Perhatian di Timur Tengah sejak akhir pekan lalu tersedot pada drama di Jordania. Ketegangan drama tiga hari itu menegaskan pentingnya Jordania di kawasan.
Oleh
REDAKSI
·2 menit baca
Di kawasan Timur Tengah yang tak pernah selesai bergolak, Jordania dikenal sebagai salah satu negara paling stabil. Oasis stabilitas di Timur Tengah, demikian harian AS, The New York Times, menyebut negara mitra dan pro-Barat itu. Berbatasan langsung dengan Israel, wilayah pendudukan Tepi Barat, Suriah, Irak, dan Arab Saudi, serta menampung jutaan pengungsi Palestina setelah perang Arab-Israel 1948 dan 1967 plus sedikitnya 670.000 pengungsi dari Suriah, Jordania dipandang sebagai benteng stabilitas di Timur Tengah.
Negara penjaga resmi Masjidil Aqsa itu juga memegang peran penting dalam penyelesaian konflik Palestina-Israel. Amerika Serikat (AS) menempatkan pasukan dan pesawat di negara itu, menjalin hubungan erat dengan intelijen Jordania, plus memasok bantuan lebih dari 1,5 miliar dollar AS bagi pemerintah negara itu tahun lalu. Guncangan sekecil apa pun di Jordania selalu penting untuk dicermati.
Guncangan melanda Jordania, Sabtu (3/4/2021), saat mantan Putra Mahkota Pangeran Hamzah bin Hussein mengumumkan lewat rekaman video yang dikirimkan ke BBC bahwa ia dikenai tahanan rumah. Pangeran Hamzah adalah putra Raja Hussein dari istri keempat kelahiran AS, Ratu Noor. Sebelum Raja Hussein wafat tahun 1999, Pangeran Hamzah diangkat menjadi putra mahkota. Takhta kerajaan diberikan kepada Raja Abdullah II, putra dari istri kedua Raja Hussein, Putri Muna. Tahun 2004, Raja Abdullah II mencopot gelar putra mahkota dari Pangeran Hamzah dan mengalihkannya kepada putra sulungnya, Pangeran Hussein.
Dalam videonya, Pangeran Hamzah (41) juga melontarkan kritik terbuka terhadap kepemimpinan di negaranya yang disebutnya ”korup, tak mampu menjalankan tugas, dan tidak menoleransi kritik atau perbedaan”. Di Jordania, negara di mana citra kekompakan keluarga kerajaan berada di atas segalanya dan perbedaan disimpan rapat, kritik seterbuka itu jelas mengguncang.
Gambaran kegentingan situasi bisa ditangkap dari penjelasan Wakil Perdana Menteri yang juga Menteri Luar Negeri Jordania, Ayman Safadi, dalam konferensi pers, Minggu.
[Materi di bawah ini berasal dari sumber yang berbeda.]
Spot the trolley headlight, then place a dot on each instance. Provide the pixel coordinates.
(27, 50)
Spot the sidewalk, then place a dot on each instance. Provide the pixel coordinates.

Safadi mengungkapkan penangkapan 14-16 orang menyusul penangkapan dua pejabat senior yang dekat dengan Pangeran Hamzah serta memiliki keterkaitan dan jaringan dengan Arab Saudi.
Ada juga pihak asing yang terlibat, kata Safadi. Detail cerita upaya penyiapan pesawat jet pribadi bagi Putri Basma, istri Pangeran Hamzah, untuk melarikan diri dari negara itu— disebut melibatkan mantan pejabat dinas intelijen Israel, Mossad—menguatkan spekulasi bahwa terjadi upaya kudeta yang gagal dalam drama tiga hari di Jordania itu.
Ketegangan drama di Jordania mulai mereda, Senin, ketika Pangeran Hamzah menyatakan kembali sumpah kesetiaan kepada Raja Abdullah II berkat mediasi Pangeran Hassan bin Talal, anggota keluarga tertua yang disegani di keluarga besar kerajaan. Meski masih terus mengundang tanda tanya tentang apa yang sebenarnya terjadi di balik drama tiga hari itu, peristiwa ini menegaskan kembali posisi penting Jordania dalam memengaruhi situasi di kawasan Timur Tengah.